Clearly the democracy had been overthrown for all intents and purposes well before these "Hellenic youth," whoever they may have been, burst into the Council Chamber and staged the actual and final coup.  It is also clear that, despite their manifestly illegal behavior, the 400 clung firmly to at least the forms of legality.  The Assembly continued to meet, to have motions and speakers, and to vote, even though all speakers had been pre-determined and coordinated in advance, and everyone else was intimidated into silence.  Presumably the clubs had done a certain amount of advance planning and staging before (such is the nature of any caucus), but the nature of the intimidation was unprecedented, even as the outward forms would seem unchanged to any casual observer.

To the modern reader, it all seems disturbingly familiar.  I do not think it is too great a violation of Godwin's Law to think of Hitler's Enabling Act of 1933.  The Republic had, for all intents and purposes, been overthrown.  Hitler's Brown Shirts ruled the streets and intimidated his opponents.  The Act, by passing the Reichstag, maintained the forms of legality, but effectively ended the Republic and established Hitler as dictator.  When Hitler did not have the necessary 2/3 vote to pass the measure, he simply had all the Communist deputies arrested, together with enough Social Democrats to ensure him the 2/3 necessary.  His Brown Shirts surrounded the building, a clear threat to anyone bold enough to resist.  The Catholic Center Party was persuaded to vote yes by promises to respect Catholic autonomy.  Only the Social Democratic chairman dared speak against the Act.

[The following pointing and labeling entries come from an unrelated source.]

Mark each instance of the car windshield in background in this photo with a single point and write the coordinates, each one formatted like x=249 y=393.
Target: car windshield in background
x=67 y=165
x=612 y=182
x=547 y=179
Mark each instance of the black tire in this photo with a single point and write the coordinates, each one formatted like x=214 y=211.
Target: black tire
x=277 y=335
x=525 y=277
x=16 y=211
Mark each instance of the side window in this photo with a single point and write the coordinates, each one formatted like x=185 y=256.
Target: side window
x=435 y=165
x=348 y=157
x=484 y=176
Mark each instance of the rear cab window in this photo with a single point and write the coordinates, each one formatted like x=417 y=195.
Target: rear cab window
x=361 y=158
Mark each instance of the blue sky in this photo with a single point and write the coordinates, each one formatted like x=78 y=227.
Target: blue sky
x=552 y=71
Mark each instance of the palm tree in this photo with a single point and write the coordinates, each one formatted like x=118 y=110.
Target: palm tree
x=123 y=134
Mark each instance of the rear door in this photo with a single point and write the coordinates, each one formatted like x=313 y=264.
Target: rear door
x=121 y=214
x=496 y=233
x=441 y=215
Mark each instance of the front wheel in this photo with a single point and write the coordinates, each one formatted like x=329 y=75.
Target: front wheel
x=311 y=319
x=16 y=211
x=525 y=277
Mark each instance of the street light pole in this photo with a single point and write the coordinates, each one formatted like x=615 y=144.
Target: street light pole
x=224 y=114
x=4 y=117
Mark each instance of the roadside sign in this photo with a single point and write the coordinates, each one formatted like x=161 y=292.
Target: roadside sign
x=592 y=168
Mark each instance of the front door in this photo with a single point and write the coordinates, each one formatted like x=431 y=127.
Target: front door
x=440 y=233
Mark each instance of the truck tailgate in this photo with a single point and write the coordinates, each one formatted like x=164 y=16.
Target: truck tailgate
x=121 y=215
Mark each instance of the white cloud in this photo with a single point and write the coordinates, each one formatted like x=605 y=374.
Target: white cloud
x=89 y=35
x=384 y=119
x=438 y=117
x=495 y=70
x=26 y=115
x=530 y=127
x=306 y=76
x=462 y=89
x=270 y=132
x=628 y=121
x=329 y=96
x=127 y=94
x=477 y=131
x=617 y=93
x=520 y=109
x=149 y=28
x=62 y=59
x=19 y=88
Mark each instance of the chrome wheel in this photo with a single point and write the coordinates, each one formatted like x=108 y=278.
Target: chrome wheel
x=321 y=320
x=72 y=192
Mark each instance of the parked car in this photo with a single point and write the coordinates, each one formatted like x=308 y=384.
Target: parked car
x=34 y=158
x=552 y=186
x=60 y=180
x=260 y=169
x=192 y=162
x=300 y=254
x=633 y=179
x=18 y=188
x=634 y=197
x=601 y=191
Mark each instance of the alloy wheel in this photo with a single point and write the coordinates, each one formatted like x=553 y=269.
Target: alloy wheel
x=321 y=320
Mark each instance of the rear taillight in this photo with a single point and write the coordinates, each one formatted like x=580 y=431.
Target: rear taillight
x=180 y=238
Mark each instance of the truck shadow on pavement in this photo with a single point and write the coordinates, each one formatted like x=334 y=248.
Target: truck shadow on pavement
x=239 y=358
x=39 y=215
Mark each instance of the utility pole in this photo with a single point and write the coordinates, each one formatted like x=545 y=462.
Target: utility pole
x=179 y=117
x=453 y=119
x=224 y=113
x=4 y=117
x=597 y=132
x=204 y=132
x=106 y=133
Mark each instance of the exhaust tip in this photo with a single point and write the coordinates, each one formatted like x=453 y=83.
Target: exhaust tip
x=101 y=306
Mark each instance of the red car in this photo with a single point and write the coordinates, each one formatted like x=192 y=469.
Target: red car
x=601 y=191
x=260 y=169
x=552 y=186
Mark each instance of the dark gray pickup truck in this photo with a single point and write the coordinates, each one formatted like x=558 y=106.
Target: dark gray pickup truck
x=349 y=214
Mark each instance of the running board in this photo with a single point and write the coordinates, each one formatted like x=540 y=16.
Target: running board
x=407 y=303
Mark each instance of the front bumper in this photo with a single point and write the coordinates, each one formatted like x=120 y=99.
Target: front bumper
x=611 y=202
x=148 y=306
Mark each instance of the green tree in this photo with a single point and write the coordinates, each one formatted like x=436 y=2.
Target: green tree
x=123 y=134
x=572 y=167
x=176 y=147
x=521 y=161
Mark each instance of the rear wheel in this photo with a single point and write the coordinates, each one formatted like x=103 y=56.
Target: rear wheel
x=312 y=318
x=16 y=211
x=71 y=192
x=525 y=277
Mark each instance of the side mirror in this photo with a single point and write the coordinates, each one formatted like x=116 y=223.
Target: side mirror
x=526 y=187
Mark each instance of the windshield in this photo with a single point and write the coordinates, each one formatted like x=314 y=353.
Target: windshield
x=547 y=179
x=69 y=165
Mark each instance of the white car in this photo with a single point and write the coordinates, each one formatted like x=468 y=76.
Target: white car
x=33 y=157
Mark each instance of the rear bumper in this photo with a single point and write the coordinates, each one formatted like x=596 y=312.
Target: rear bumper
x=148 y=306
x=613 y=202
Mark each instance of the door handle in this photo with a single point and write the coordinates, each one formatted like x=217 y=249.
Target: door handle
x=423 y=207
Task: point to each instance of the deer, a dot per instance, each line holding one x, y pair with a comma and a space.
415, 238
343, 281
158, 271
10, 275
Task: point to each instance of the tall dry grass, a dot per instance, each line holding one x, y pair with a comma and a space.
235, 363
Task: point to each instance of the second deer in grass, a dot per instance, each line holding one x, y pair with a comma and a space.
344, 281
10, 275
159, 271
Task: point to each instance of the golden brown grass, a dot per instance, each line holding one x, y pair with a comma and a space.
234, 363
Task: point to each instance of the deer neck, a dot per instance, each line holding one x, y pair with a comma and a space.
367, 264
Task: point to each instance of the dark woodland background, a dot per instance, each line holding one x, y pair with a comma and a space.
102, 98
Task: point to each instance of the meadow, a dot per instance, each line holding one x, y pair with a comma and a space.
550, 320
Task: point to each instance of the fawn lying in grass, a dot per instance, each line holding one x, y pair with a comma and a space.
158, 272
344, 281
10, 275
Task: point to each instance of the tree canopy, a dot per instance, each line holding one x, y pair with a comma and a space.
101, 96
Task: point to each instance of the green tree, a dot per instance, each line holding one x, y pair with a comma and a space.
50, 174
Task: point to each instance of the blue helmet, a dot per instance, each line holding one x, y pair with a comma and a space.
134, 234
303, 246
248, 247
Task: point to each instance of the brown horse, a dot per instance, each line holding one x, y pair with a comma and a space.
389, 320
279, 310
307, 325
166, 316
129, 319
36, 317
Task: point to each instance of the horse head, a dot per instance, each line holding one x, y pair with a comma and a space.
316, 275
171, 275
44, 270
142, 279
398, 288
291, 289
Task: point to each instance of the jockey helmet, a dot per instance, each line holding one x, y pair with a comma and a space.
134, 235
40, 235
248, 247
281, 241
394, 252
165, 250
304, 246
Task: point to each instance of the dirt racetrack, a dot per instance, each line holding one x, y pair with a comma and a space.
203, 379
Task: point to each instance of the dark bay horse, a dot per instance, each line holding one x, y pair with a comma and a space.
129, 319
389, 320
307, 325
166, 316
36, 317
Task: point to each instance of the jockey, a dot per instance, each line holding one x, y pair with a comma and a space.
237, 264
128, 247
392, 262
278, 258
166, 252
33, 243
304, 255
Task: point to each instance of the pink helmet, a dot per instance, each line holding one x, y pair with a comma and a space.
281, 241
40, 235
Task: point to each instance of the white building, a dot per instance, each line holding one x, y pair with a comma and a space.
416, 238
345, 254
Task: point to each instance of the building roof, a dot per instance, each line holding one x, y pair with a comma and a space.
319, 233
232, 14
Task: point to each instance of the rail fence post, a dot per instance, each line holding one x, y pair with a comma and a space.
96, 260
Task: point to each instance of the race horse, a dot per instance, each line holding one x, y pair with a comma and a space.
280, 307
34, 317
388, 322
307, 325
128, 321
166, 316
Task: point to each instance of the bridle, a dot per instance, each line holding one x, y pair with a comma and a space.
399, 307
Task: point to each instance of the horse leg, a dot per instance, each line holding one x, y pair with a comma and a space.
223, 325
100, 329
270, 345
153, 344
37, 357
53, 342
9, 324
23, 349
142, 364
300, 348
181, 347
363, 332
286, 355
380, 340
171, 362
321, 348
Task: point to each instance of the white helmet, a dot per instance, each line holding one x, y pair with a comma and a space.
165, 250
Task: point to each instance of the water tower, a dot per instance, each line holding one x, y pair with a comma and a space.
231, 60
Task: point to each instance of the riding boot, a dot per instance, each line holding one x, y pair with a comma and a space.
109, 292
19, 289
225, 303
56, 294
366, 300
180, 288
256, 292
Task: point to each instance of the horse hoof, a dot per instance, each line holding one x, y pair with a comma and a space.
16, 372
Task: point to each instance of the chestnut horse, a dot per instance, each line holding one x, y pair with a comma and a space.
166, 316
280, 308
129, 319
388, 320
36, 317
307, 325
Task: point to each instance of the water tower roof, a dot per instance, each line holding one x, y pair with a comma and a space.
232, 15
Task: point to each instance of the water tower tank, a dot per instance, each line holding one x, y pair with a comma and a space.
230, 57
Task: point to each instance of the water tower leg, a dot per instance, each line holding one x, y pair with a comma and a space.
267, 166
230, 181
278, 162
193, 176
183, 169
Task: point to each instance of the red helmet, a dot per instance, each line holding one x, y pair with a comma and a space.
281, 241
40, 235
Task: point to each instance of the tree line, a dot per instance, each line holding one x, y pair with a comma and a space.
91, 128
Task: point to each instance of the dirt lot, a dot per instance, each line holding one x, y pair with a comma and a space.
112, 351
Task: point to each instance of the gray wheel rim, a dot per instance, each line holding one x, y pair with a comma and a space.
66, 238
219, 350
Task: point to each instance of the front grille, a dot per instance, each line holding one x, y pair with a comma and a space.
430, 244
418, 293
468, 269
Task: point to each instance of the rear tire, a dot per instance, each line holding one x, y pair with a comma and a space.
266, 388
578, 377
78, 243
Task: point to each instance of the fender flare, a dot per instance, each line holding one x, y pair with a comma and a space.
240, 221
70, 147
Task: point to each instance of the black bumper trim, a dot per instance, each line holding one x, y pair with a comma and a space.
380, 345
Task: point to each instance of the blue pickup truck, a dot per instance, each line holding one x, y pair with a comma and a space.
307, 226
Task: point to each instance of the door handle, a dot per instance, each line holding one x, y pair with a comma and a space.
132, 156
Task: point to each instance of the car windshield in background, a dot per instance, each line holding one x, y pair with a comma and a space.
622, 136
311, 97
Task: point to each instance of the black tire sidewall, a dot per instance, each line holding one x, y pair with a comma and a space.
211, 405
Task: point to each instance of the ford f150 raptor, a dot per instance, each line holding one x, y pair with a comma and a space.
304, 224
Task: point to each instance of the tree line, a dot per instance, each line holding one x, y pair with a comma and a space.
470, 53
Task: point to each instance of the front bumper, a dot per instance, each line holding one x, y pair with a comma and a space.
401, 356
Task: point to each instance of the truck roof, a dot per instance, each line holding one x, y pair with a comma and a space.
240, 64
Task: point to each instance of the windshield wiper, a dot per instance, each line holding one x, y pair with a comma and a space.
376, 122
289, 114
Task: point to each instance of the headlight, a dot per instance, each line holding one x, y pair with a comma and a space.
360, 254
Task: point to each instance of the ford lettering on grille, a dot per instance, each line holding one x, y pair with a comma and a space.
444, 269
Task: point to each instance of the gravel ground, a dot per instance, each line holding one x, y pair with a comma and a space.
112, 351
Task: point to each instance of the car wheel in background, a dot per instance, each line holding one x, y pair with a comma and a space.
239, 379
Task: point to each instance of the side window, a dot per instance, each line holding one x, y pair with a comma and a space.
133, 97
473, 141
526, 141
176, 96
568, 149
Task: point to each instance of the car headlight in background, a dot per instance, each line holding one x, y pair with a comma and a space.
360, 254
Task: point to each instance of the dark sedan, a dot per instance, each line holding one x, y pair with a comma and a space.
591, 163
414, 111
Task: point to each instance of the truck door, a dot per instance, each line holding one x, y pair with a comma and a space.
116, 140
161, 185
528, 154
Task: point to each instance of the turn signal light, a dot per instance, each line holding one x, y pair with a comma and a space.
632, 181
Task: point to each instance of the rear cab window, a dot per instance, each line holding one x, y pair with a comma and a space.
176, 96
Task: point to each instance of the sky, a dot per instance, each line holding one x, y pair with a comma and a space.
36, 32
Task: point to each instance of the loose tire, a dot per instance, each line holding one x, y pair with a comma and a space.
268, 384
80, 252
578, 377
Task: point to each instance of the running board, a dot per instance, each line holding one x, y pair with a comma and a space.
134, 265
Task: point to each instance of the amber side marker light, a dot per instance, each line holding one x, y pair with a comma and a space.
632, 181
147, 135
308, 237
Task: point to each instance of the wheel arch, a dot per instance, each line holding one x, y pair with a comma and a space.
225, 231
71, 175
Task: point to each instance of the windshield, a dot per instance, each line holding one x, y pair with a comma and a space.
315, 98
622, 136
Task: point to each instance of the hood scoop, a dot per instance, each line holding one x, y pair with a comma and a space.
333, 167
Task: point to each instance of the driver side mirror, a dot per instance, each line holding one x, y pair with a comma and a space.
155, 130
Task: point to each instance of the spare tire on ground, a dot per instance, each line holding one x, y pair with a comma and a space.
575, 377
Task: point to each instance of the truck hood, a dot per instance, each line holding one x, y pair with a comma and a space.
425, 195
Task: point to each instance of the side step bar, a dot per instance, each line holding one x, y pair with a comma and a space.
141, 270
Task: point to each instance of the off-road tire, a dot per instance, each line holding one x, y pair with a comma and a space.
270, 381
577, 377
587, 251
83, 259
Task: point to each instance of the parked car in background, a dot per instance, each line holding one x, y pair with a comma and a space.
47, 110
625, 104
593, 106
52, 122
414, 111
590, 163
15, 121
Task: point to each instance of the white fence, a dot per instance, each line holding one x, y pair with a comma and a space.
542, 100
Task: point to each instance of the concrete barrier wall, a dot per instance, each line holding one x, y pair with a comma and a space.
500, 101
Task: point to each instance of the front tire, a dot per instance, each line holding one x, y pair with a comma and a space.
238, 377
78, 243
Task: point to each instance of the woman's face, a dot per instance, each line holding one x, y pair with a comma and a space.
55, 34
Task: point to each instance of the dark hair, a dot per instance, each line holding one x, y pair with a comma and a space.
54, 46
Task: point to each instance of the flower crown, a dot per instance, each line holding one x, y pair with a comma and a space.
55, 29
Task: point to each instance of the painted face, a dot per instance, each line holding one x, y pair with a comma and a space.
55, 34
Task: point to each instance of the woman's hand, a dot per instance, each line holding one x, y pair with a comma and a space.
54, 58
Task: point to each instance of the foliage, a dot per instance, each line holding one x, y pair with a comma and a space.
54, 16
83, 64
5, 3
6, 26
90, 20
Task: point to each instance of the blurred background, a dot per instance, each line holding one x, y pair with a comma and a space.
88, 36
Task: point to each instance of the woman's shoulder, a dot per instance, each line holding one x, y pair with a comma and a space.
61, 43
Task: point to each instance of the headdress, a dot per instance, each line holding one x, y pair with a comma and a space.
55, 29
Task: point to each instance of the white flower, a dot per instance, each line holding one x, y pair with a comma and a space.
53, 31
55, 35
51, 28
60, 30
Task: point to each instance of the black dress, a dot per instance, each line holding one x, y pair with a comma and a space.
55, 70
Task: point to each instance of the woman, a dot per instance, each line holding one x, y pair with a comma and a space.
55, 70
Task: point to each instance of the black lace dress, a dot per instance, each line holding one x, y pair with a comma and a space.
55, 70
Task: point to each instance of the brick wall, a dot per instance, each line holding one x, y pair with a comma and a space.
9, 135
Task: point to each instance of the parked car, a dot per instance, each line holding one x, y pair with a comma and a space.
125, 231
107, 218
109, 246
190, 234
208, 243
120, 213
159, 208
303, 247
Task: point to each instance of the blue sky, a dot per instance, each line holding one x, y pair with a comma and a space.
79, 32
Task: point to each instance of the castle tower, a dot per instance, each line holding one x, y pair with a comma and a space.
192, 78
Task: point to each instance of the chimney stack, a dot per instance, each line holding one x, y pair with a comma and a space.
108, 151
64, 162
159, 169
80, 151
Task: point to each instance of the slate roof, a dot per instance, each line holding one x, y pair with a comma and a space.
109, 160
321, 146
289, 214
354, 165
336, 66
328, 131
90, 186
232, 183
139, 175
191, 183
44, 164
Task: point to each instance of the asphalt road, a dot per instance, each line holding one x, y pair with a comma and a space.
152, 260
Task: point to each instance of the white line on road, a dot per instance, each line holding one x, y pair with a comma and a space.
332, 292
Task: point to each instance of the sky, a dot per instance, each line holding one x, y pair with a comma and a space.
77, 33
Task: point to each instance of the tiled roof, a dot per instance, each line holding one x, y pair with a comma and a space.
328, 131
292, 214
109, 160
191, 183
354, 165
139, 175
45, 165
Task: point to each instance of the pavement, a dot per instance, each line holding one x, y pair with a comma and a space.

Only the Social Democrats dared vote against it.  (Most of them then went into exile).  But can anyone seriously believe that if the Catholic Center Party had found a similar courage and denied Hitler his 2/3 majority, it would have made any difference?  Neither would it have made any difference for the Assembly to have voted down Antiphon's proposed constitution.  In both cases the rule of law had been overthrown.  The only question was whether it would provide a formal cloak to cover its overthrow or not.  In both cases, the rule of law buckled and did so.  In neither case would it have mattered if it had not.

Next up:  The coup overthrown

UPDATE:  Ah, the perils of the amateur historian!  It appears the names of Pythodorus, Melobius, and Cleitophon are not quite so unknown as I thought.  A Melobius was among the Thirty Tyrants  who seized power after the war.  And the archon under the Thirty was Pythodorus.  It is possible, of course, that these were simply other men with the same name, but it seems more likely that the one who introduced the motion to give power to the 400 and the one who spoke in support of it would hold important office under the Thirty as well.  Cleitophon, who was possibly a moderating influence, gets a later mention as well.  Aristotle names him, along with Archinus, Anytus, and Theramenes as wanting to reign in the democracy but not belonging to any conspiracies against it.  Of these Theramenes joined the Thirty but was executed when he protested its excesses, while Archinus and Anytus went into exile and played major roles in restoring the democracy.  Cleitophon's further actions under the Thirty are unknown.

*Thucydides does not so much as hint at why they would hold an Assembly in a vulnerable location.  George Grote (p. 265) suggests that it was to protect the conspirators from violent reaction against their proposals, and to give them a good excuse to have their own armed forces present, both as protection against foreign soldiers, and to intimidate the Assembly.
**One such proposal was made in the early years of the war, to set aside 1,000 talents and 100 ships not to be used unless Athens came under attack with a fleet.  This reserve was finally tapped at the time of the Chios revolt.
***It should go without saying that if there are 5,000 participants and a Council of 400 serving one-year terms, then limiting then to a single term would not be practical, since one out of every 12.5 participants would be on the Council at any given time.